Sowohl Caroline Gottschalk als auch Gregor Bauer sahen den nächsten Tagen weitaus gelassener entgegen als Olaf Graf. Auch wenn sie ein grundsätzlich anderes Frauenbild hatten, so stimmten sie doch darin überein, in Wolfram Tietz einen sehr angenehmen Gesprächspartner zu haben. “Schmidt würde einfach nur brüllen, der Tietz ist freundlich, fragt, ob wir Kaffee wollen und so weiter. Das ist doch super. Gibt’s hier noch irgendwo Prosecco oder sowas?”
“Ich habe irgendwo noch Baileys. Willst du ein Glas?”
“Würde ich nehmen! Bin schon beschwipst.” Caroline kicherte wieder.
“Ich noch ein Bier, wenn noch welches da ist.”
Olaf ging in die Küche, schenkte ein kräftiges Glas Baileys ein, froh darüber, das in seinen Augen viel zu süße Zeug endlich loszuwerden. Es war von einer Party übrig geblieben. Er nahm zudem noch zwei Bier aus dem Kühlschrank, öffnete sie und ging mit allem ins Wohnzimmer zurück. “Ich bin mir sicher, der Tietz ist viel gefährlicher als der trampelnde Schmidt.”
“Also wenn der Schmidt mich anschreit, dann kriege ich Schiss. Den Tietz wickele ich um den Finger.”
Olaf Graf reichte Caroline das Glas. “Was? Der Schmidt schreit dich an? Warum das denn?”
“Immer mal wieder. Neulich zum Beispiel habe ich eine Anzeige im Internet falsch geschaltet, da ist der total ausgerastet, dabei war sie noch nicht mal online gegangen. Ob er nur von Idioten umgeben sei, ob ich ihn ruinieren möchte, ob ich absichtlich so eine Scheiße mache und so weiter und so fort.

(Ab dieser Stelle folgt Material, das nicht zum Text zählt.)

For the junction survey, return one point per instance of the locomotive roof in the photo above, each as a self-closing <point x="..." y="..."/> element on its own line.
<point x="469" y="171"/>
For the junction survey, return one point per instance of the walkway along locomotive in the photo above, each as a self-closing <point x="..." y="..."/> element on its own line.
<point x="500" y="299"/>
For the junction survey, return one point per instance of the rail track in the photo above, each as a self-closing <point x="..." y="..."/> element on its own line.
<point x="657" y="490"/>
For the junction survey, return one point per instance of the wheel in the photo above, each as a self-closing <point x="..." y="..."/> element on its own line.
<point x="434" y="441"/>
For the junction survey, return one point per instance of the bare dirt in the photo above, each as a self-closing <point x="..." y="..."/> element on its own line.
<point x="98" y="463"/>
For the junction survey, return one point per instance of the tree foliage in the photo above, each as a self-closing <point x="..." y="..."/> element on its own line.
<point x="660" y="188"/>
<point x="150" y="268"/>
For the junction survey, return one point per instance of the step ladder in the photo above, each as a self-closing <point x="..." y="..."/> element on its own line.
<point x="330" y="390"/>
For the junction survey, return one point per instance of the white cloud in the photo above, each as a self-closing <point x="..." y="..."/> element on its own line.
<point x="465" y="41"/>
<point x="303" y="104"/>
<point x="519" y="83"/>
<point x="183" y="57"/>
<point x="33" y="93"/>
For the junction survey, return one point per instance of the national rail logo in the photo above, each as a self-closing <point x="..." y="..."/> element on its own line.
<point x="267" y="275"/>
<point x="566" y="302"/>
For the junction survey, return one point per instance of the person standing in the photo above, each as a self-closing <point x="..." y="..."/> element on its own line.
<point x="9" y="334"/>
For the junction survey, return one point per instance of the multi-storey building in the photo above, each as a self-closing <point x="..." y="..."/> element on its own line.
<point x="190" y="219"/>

Macht der das mit euch nicht?”
“Mit mir nicht. Mit dir?” Olaf Graf sah zu Gregor Bauer.
“Selten.”
“Wie? Selten? Ihr lasst euch von dem anschreien?”
“Mich wundert jetzt eher, dass er das mit dir nicht macht. Dich mag er doch überhaupt nicht.” Caroline Gottschalk leckte sich den Baileys von den Lippen.
“Mich mag er nicht? Woher weißt du das denn?”
“Hat er mir mal gesagt. Du wärst ein Streberarschloch.”
Der Nachmittag ging in den Abend über und mit jedem Satz der zwischen den dreien geäußert wurde, wurde es etwas interessanter.